Even before Uson’s government post, she is infamous for spreading false information to cater to the Duterte regime. In her time as ASec, she continued to post pro-Duterte propaganda that slandered the very essence of their policy of truth and proper usage of media. This earned her significant backlash from the very people she swore to serve, leading to her inevitable resignation from her position last October.

At some point, we have all criticized Uson for accepting the PCOO position despite the obvious lack of qualifications to properly fulfill her post—but, in all honesty, how many times have we found ourselves in a similar situation?

Misunderstanding “the grind”

We have been brainwashed to believe that being busy is the key to productivity. We work tirelessly to feel validated and secured with ourselves, knowing we have a place of use in the grander scheme of things. The need to feel productive has a turning point, however, when we find ourselves in a disposition where we accept responsibilities beyond our control, and that is where the forked road presides.

Our basic instinct is to take the challenges in stride, but not all can succeed the perilous road ahead. We reach the end of the road either feeling like champions or feeling like burdens. This is where the system has damaged us, leaving us broken no matter what outcome, as we are always expecting to be more, to be better, all the while completely forgetting our ability to pace ourselves to reach our goal without instant gratification.

The reflection of error

Being an editor for a student-journalists’ organization, the eyes of the world fall upon us, emerging as the beacon of truth and leadership. Nothing we release should be of any form of logical fallacy, miswritten words or sentences, or bias in nature, for it will reflect on the image of not only the team, but the credibility of the institution. We find ourselves in the position of Uson, where we are at the mercy of public scrutiny, and we have to uphold the responsibility and ethics of media and journalism, consisting of the facts and the reflection of today’s times. Anything less and we are not only endangering the Benildean Press Corps as an organization, but the people who absorb our content. Sadly for us, there are people who cannot uphold the standard, and in turn they damage the credibility of the media as an institution.

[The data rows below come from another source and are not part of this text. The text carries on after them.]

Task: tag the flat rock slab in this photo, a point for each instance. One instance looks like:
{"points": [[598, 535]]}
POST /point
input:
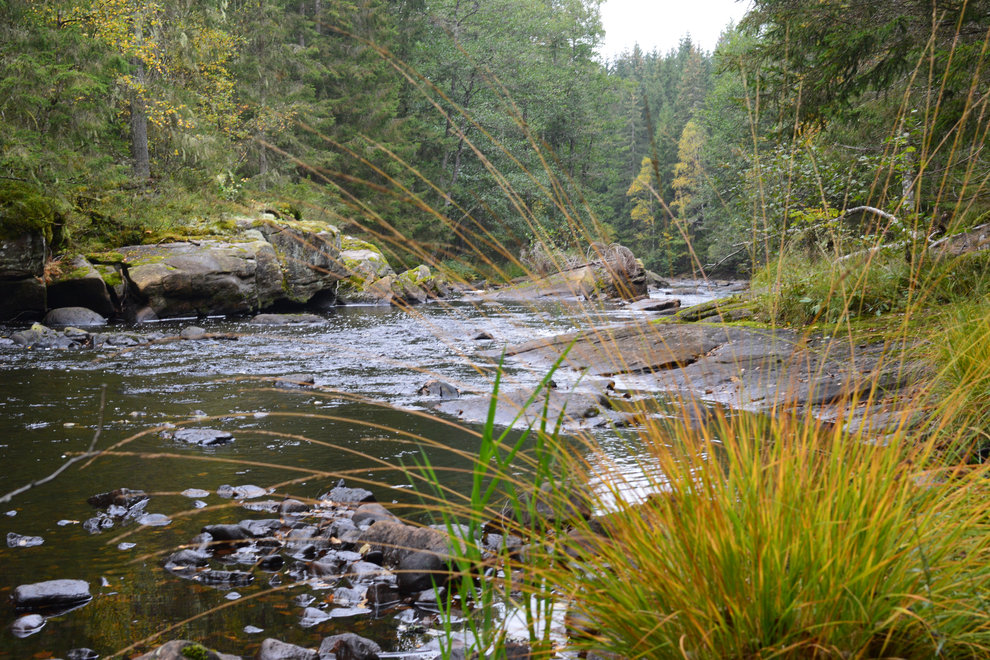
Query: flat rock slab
{"points": [[627, 349], [286, 319], [202, 437], [52, 594]]}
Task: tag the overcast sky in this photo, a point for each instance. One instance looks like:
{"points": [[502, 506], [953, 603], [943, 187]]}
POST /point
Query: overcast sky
{"points": [[660, 24]]}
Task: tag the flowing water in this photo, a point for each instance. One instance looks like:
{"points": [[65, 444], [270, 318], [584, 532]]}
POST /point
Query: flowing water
{"points": [[367, 364]]}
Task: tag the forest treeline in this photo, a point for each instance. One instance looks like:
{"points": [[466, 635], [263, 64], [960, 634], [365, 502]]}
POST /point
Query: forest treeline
{"points": [[477, 126]]}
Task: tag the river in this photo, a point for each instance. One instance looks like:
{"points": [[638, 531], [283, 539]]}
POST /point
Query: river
{"points": [[367, 364]]}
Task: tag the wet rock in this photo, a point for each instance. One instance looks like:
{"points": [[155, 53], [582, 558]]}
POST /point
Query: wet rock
{"points": [[312, 616], [295, 381], [341, 494], [79, 317], [27, 625], [225, 578], [153, 520], [123, 497], [382, 594], [349, 646], [370, 513], [290, 507], [419, 571], [286, 319], [396, 540], [656, 305], [52, 594], [246, 492], [98, 523], [19, 541], [226, 533], [193, 332], [81, 283], [182, 649], [187, 557], [439, 390], [261, 528], [273, 649]]}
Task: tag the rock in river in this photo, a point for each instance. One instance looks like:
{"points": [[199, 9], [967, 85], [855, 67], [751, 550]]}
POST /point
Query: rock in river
{"points": [[52, 594], [27, 625]]}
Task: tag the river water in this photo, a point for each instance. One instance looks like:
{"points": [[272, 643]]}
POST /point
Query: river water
{"points": [[367, 363]]}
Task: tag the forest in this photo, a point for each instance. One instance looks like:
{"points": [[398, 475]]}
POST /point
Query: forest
{"points": [[465, 126]]}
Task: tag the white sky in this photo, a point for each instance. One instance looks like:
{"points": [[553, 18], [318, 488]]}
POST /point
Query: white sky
{"points": [[660, 24]]}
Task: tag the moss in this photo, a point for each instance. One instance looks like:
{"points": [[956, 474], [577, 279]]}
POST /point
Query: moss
{"points": [[351, 243], [105, 257], [197, 652], [25, 209]]}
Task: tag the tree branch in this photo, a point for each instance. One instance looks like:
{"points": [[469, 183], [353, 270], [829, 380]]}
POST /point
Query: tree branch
{"points": [[75, 459]]}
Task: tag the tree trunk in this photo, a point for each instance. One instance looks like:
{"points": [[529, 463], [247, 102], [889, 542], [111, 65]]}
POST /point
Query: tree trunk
{"points": [[139, 130]]}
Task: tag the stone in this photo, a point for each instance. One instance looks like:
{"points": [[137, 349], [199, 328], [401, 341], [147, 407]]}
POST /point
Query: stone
{"points": [[309, 257], [24, 299], [27, 625], [205, 278], [349, 646], [273, 649], [286, 319], [396, 540], [227, 533], [225, 578], [295, 381], [245, 492], [341, 494], [182, 649], [123, 497], [418, 571], [79, 283], [19, 541], [438, 389], [371, 511], [201, 437], [51, 594], [193, 332], [79, 317], [656, 305]]}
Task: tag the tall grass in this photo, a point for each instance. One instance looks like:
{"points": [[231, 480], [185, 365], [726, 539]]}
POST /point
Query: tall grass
{"points": [[763, 536]]}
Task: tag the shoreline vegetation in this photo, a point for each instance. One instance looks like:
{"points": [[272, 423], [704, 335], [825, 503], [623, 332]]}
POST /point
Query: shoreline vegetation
{"points": [[834, 502]]}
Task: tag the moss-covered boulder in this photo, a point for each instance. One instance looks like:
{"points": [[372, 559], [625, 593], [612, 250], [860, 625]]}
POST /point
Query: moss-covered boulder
{"points": [[199, 279], [365, 265], [309, 256], [77, 283]]}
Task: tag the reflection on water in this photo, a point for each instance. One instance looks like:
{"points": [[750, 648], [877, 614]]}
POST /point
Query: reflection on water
{"points": [[360, 358]]}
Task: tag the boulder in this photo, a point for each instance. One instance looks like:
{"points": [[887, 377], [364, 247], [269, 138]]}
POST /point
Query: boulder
{"points": [[211, 277], [79, 284], [27, 625], [349, 646], [309, 256], [365, 265], [182, 649], [396, 540], [22, 299], [52, 594], [273, 649], [438, 389], [78, 317]]}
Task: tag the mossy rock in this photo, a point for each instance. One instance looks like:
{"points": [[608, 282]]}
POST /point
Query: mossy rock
{"points": [[351, 243]]}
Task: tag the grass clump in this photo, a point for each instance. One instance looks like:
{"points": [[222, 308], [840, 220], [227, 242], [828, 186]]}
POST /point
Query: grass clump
{"points": [[777, 537]]}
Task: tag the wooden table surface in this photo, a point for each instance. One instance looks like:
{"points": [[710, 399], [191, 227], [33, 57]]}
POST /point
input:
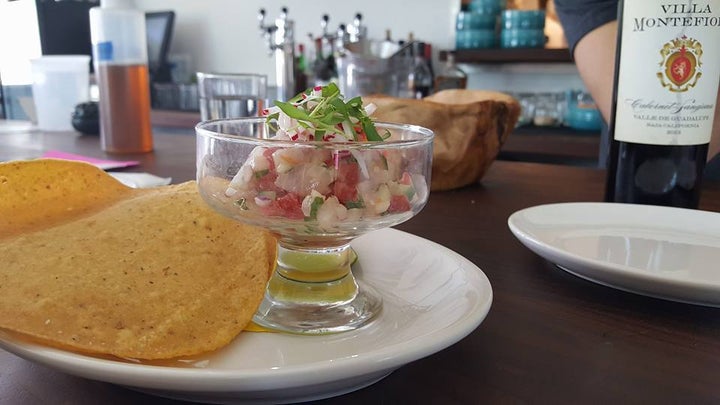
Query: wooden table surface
{"points": [[550, 337]]}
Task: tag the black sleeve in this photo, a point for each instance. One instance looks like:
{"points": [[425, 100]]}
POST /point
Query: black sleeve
{"points": [[578, 17]]}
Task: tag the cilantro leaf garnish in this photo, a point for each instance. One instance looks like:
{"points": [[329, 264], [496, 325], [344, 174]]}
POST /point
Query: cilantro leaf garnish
{"points": [[324, 111]]}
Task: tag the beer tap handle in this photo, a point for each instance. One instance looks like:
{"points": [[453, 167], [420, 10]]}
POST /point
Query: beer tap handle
{"points": [[324, 25], [261, 19]]}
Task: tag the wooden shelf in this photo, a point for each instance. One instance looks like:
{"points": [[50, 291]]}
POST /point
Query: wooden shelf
{"points": [[514, 55]]}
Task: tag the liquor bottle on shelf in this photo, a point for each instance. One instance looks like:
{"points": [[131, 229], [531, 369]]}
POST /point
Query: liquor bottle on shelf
{"points": [[666, 82], [450, 76], [421, 78], [119, 44], [300, 70]]}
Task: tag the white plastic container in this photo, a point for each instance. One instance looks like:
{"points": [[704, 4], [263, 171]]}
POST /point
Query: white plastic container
{"points": [[117, 31], [59, 84]]}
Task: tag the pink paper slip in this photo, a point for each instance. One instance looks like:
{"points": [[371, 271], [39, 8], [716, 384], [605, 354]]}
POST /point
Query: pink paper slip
{"points": [[101, 163]]}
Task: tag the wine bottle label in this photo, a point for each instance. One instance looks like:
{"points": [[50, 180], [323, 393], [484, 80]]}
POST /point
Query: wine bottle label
{"points": [[669, 72]]}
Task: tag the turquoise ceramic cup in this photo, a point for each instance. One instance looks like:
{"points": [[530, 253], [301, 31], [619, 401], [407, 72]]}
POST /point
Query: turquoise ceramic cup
{"points": [[522, 19], [475, 20]]}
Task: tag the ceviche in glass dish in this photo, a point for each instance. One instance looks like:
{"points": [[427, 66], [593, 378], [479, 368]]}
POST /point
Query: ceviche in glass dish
{"points": [[318, 172]]}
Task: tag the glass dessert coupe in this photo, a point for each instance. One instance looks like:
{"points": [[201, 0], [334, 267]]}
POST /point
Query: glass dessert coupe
{"points": [[316, 196]]}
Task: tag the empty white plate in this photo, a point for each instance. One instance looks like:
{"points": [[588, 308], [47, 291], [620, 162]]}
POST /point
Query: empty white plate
{"points": [[669, 253]]}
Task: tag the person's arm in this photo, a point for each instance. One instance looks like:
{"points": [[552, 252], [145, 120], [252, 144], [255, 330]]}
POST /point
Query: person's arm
{"points": [[595, 59]]}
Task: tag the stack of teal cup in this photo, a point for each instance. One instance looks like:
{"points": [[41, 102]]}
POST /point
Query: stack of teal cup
{"points": [[476, 27], [522, 29]]}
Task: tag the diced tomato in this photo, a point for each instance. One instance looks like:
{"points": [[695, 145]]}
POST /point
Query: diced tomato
{"points": [[288, 206], [291, 205], [268, 155], [348, 171], [267, 182], [345, 192], [347, 178], [399, 203], [405, 179]]}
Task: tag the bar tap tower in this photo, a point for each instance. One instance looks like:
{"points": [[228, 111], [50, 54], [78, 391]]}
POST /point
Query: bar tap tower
{"points": [[280, 41]]}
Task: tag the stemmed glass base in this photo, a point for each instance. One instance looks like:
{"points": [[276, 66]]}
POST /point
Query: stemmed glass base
{"points": [[313, 291]]}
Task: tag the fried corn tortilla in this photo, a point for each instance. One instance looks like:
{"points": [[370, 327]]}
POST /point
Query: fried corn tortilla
{"points": [[90, 265]]}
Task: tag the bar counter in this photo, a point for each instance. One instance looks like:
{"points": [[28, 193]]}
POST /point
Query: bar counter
{"points": [[550, 337]]}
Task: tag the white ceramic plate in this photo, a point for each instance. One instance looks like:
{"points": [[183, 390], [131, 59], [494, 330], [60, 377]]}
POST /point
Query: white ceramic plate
{"points": [[668, 253], [433, 297]]}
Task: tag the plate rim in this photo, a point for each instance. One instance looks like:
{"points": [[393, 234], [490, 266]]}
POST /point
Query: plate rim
{"points": [[385, 358], [574, 263]]}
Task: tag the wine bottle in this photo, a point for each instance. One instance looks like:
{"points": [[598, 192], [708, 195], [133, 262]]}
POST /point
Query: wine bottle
{"points": [[667, 69]]}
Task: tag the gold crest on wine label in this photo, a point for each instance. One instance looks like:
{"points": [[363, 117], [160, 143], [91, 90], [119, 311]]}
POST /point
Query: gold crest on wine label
{"points": [[680, 64]]}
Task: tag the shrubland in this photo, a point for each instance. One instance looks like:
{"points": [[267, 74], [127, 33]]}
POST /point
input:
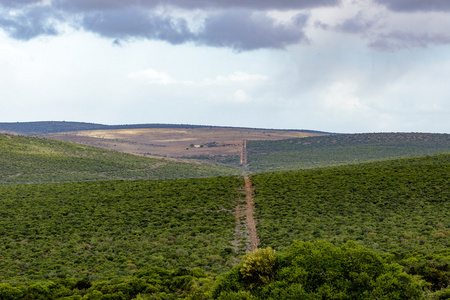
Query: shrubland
{"points": [[34, 160], [109, 229], [341, 149]]}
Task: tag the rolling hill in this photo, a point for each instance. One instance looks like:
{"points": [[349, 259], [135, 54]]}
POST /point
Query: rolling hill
{"points": [[342, 149], [34, 160], [92, 239]]}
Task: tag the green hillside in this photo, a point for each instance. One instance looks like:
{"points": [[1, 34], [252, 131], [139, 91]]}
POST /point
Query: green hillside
{"points": [[168, 239], [33, 160], [392, 206], [108, 229], [333, 150]]}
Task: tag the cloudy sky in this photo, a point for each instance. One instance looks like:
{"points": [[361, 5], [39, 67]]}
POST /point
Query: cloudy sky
{"points": [[331, 65]]}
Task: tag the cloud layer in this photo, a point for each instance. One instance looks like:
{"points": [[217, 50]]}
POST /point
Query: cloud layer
{"points": [[242, 25]]}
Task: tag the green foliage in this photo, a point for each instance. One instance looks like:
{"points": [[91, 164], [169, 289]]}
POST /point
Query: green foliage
{"points": [[258, 267], [332, 150], [321, 270], [395, 206], [154, 283], [107, 229], [33, 160]]}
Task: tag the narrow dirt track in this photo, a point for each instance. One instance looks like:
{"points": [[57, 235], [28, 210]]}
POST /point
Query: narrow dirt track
{"points": [[249, 211]]}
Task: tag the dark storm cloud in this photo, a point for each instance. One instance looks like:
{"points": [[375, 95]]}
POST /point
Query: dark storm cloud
{"points": [[416, 5], [238, 24], [245, 31], [29, 23], [358, 25], [239, 30], [86, 5]]}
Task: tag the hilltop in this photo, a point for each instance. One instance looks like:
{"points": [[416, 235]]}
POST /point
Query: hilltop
{"points": [[46, 127], [35, 160], [342, 149], [87, 240]]}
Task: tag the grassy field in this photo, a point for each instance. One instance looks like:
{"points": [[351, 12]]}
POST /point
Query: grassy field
{"points": [[34, 160], [333, 150]]}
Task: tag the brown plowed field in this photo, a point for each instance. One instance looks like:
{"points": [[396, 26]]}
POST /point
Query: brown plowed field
{"points": [[177, 142]]}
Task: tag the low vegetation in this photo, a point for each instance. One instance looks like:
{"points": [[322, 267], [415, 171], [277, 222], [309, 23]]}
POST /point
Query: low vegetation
{"points": [[108, 229], [317, 270], [390, 206], [377, 230], [34, 160], [333, 150]]}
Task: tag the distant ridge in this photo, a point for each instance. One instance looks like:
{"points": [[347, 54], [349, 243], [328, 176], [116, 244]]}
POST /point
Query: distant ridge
{"points": [[46, 127]]}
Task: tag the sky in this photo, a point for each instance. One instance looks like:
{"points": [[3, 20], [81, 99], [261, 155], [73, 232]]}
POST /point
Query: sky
{"points": [[345, 66]]}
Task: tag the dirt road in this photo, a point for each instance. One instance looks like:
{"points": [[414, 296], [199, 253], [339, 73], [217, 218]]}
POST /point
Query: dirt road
{"points": [[249, 211]]}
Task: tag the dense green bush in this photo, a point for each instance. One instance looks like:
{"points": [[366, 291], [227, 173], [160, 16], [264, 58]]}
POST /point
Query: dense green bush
{"points": [[110, 229], [321, 270], [395, 206], [34, 160], [341, 149]]}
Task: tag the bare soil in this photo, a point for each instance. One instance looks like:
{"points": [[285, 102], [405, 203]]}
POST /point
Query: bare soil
{"points": [[249, 212], [176, 143]]}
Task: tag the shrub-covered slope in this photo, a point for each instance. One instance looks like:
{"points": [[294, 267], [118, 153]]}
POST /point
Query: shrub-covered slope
{"points": [[400, 205], [34, 160], [108, 229], [332, 150]]}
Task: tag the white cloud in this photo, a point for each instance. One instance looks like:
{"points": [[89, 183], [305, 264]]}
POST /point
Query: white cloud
{"points": [[162, 78], [236, 77], [155, 77]]}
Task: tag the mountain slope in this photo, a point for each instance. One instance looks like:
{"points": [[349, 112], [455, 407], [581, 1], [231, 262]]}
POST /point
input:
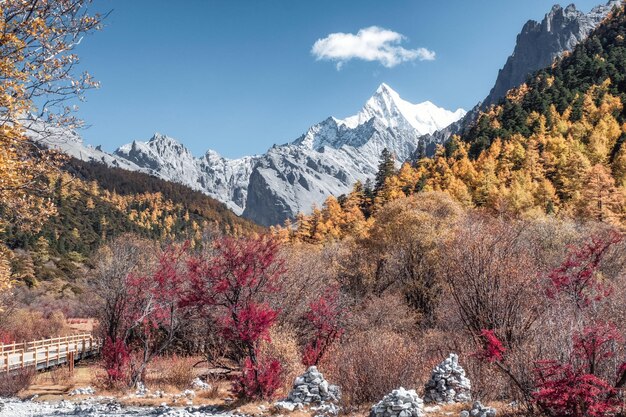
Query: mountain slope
{"points": [[536, 47], [270, 188], [539, 44]]}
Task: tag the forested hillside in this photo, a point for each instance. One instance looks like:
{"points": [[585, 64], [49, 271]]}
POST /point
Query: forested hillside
{"points": [[555, 145], [94, 204]]}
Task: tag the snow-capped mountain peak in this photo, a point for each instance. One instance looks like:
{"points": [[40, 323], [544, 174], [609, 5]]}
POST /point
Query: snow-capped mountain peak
{"points": [[385, 109], [327, 160], [387, 105]]}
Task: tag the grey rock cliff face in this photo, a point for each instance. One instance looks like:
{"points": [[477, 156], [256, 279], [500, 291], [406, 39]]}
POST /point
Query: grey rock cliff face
{"points": [[537, 46], [540, 43]]}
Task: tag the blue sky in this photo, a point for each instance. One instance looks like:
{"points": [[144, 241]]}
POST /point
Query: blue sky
{"points": [[239, 76]]}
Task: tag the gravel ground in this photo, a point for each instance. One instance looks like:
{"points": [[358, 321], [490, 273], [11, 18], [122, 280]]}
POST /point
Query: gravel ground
{"points": [[98, 407]]}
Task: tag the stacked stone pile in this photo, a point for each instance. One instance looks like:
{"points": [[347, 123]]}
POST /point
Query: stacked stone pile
{"points": [[478, 410], [399, 403], [448, 383], [311, 387]]}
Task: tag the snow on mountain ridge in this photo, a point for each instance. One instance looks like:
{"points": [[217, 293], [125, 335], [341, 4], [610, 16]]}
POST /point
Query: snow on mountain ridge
{"points": [[328, 159], [386, 104]]}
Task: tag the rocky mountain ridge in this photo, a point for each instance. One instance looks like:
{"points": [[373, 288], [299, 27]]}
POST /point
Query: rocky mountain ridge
{"points": [[270, 188]]}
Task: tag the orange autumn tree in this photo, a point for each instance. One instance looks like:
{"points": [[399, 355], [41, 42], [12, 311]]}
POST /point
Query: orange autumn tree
{"points": [[38, 81]]}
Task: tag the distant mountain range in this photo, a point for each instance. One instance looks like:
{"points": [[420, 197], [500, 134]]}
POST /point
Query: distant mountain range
{"points": [[270, 188], [333, 154], [537, 46]]}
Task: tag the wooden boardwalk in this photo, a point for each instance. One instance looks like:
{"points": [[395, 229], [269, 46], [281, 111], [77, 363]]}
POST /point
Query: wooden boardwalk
{"points": [[47, 353]]}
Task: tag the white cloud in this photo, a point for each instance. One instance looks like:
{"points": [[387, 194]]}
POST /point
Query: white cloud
{"points": [[369, 44]]}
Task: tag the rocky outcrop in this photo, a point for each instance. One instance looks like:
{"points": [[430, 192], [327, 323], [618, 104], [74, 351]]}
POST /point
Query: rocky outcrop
{"points": [[312, 388], [399, 403], [539, 44], [289, 178], [448, 383], [478, 410]]}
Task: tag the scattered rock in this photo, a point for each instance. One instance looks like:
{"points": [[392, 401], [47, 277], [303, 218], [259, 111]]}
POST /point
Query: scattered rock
{"points": [[200, 385], [141, 391], [399, 403], [287, 406], [312, 388], [478, 410], [82, 391], [448, 383]]}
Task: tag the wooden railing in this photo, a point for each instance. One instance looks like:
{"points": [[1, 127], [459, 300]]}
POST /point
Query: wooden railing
{"points": [[42, 354]]}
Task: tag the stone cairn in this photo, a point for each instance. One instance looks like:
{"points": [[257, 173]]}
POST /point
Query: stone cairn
{"points": [[448, 383], [399, 403], [311, 387], [478, 410]]}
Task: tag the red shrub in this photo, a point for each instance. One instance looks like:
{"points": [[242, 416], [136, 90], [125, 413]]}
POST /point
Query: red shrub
{"points": [[258, 380], [233, 282], [115, 356], [574, 388], [577, 276], [325, 318], [564, 391]]}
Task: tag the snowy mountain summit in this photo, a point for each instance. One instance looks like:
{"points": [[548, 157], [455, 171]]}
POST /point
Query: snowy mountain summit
{"points": [[270, 188]]}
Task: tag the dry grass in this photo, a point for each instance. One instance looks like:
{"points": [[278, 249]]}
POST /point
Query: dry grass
{"points": [[284, 348], [11, 384], [370, 365], [175, 371], [60, 376]]}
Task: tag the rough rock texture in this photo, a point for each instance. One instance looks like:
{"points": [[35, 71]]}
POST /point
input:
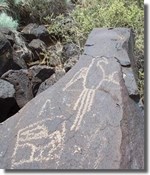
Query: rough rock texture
{"points": [[13, 51], [37, 46], [70, 63], [8, 105], [51, 80], [27, 82], [35, 31], [85, 121]]}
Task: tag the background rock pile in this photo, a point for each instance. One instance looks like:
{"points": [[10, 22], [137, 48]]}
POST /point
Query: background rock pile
{"points": [[25, 67]]}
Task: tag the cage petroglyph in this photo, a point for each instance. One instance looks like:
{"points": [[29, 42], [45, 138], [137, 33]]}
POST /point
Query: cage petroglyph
{"points": [[39, 143], [86, 98]]}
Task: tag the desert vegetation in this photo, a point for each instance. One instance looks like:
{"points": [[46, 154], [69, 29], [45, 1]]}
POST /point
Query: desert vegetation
{"points": [[70, 21]]}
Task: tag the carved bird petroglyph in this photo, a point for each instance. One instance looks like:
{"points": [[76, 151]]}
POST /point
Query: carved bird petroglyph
{"points": [[93, 76]]}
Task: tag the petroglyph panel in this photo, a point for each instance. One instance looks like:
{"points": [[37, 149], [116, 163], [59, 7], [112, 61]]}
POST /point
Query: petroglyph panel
{"points": [[85, 100], [38, 143]]}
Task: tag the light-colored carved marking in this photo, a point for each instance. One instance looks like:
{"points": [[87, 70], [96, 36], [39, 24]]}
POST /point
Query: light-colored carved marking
{"points": [[38, 143], [86, 98], [77, 149]]}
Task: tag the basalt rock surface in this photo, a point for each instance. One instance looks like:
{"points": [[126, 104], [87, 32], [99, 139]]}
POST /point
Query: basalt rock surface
{"points": [[86, 120]]}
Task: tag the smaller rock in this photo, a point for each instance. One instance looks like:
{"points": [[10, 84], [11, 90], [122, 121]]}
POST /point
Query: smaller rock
{"points": [[70, 50], [38, 75], [37, 46], [5, 45], [35, 31], [8, 34], [8, 105], [70, 63], [27, 82], [130, 81], [22, 84], [6, 89], [52, 80]]}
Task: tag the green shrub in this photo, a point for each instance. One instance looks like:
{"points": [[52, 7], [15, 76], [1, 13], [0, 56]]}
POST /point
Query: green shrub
{"points": [[90, 14], [39, 9], [7, 21]]}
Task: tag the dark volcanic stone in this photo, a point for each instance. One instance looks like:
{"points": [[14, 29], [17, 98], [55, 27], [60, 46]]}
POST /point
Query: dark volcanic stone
{"points": [[8, 105], [111, 43], [84, 121], [37, 46], [22, 84], [27, 82], [5, 45], [51, 81], [34, 31]]}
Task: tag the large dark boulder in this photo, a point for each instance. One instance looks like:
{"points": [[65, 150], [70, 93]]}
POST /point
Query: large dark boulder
{"points": [[13, 51], [51, 80], [86, 120]]}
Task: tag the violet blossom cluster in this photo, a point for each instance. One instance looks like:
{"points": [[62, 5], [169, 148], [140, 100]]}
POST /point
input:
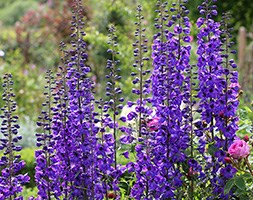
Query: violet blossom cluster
{"points": [[11, 182], [47, 167], [218, 101], [170, 53]]}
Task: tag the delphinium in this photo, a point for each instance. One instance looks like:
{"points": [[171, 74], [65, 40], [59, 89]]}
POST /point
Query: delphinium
{"points": [[113, 106], [81, 126], [226, 120], [113, 90], [170, 55], [60, 125], [216, 104], [10, 181], [47, 168], [106, 151]]}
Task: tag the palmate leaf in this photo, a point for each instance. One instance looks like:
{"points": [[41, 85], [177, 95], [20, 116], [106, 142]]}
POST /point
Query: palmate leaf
{"points": [[240, 183], [229, 186]]}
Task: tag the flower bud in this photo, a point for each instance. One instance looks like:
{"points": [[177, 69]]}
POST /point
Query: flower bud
{"points": [[246, 138], [111, 195]]}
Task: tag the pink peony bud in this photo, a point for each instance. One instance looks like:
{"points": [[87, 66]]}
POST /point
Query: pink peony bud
{"points": [[191, 172], [246, 138], [239, 149], [153, 124]]}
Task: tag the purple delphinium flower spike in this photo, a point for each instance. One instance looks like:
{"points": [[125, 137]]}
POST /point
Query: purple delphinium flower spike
{"points": [[10, 181], [171, 52], [215, 106], [113, 91], [60, 125], [74, 122]]}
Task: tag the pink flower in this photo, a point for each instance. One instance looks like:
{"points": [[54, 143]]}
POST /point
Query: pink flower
{"points": [[153, 124], [239, 149]]}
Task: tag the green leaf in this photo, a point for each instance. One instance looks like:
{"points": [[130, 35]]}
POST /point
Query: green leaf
{"points": [[212, 149], [240, 183], [228, 186], [247, 176]]}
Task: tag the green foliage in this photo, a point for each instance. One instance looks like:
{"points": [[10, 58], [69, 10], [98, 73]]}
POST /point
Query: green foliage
{"points": [[246, 121], [11, 11], [28, 192]]}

As humans, we learn from the mistakes we make, processing how certain situations shaped outcomes and how these outcomes help us survive in the end. As humans, we are able to reflect and change our ways not just for our benefit, but for the benefit of others. We are guided by our moral compass to do what is necessarily right in any situation, and our mistakes only point us more into the direction of improvement.

Let us all revel in the ability of choice and hope that what we choose will define us in the end.